Example of suspicious entries:

  • The KeyBoy spyware creates a Registry Key in HKEY_CURRENT_USER\SOFTWARE\Microsoft\Windows NT\CurrentVersion\Winlogon\shell with the value explorer.exe,C:\Windows\system32\rundll32.exe "%LOCALAPPDATA%\cfs.dal" cfsUpdate
  • A particular malware used in Central Asia relies on the use of VBScripts, which are highlighted by Autoruns with a red background, pretending to be Adobe and Google software. These results would definitely warrant further inspection. In addition, the scripts are located under C:\Users\<Username>\AppData\:

Optional: 5. Looking up programs on VirusTotal

Optionally Autoruns allows to check binary files against VirusTotal, which helps to immediately identify any malicious program that is well-known and widely detected by Antivirus software (read more about this in the section below). To enable this check, go in Options > Scan Options and enable "Check". Be careful not to enable "Submit Unknown Files", as it would make Autoruns automatically upload the local files to the service, rather than just looking up their cryptographic hashes.

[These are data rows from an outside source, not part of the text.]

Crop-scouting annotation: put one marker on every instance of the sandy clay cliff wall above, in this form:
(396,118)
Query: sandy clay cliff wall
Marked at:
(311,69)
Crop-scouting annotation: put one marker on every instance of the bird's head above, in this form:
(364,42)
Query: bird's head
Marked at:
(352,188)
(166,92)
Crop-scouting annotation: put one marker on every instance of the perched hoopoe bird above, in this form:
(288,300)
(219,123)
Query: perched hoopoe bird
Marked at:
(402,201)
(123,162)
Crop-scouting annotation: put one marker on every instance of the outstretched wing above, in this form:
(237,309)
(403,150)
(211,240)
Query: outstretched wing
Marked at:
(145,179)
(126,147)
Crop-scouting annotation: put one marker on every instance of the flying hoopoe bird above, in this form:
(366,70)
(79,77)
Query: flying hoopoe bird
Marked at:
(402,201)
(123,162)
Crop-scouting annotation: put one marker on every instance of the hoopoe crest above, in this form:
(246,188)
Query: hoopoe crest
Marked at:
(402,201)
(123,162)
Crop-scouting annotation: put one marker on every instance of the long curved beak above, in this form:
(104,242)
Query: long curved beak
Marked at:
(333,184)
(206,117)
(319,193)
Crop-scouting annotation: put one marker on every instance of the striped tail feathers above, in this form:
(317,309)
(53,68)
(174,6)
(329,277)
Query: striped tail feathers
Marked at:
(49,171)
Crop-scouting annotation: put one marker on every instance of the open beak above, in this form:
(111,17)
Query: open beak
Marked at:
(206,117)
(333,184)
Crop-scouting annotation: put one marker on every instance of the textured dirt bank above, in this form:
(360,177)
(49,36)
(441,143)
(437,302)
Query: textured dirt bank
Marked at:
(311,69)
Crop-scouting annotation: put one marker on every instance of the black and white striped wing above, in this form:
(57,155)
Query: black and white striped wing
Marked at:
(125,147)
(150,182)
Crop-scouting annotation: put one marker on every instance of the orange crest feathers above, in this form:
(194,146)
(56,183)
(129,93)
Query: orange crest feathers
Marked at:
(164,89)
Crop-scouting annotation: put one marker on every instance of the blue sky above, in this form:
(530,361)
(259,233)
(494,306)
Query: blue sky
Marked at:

VirusTotal is a company, now owned by Alphabet (Google's parent company), and it provides commercial access to its data to security researchers and customers all around the world. Those with access to VirusTotal commercial services are able to look-up and download any uploaded file. Therefore, you might want to avoid inadvertedly submitting any files that might be confidential.

Once the VirusTotal option is enabled, it will take some time for results to appear. Eventually, you should see a VirusTotal column displaying the Antivirus scan results. The results appear as a X/Y value, where X is the number of positive detections and Y is the total amount of Antivirus software the file was scanned with.

If no result is displayed, it means that that particular program has not been previously uploaded to VirusTotal, and it might warrant additional inspection. Sometimes, you wil see some applications with a low detection number (1 or 2): often these are false positives. VirusTotal results showing a higher detection number (for example, 5 and above) is generally a reliable sign that that particular application is malicious. Clicking on the link from the X/Y will open up the browser to the VirusTotal analysis, where you can see more details, such as any malware identifiers used by the Antivirus software supported.

Please note: As discussed, under normal circumstances you would prefer to not connect the tested computer to the Internet. Without an Internet connection, you are not able to immediately check with VirusTotal. However, it is possible to save Autoruns results clicking File > Save... and later open the results from a separate computer with Internet connection.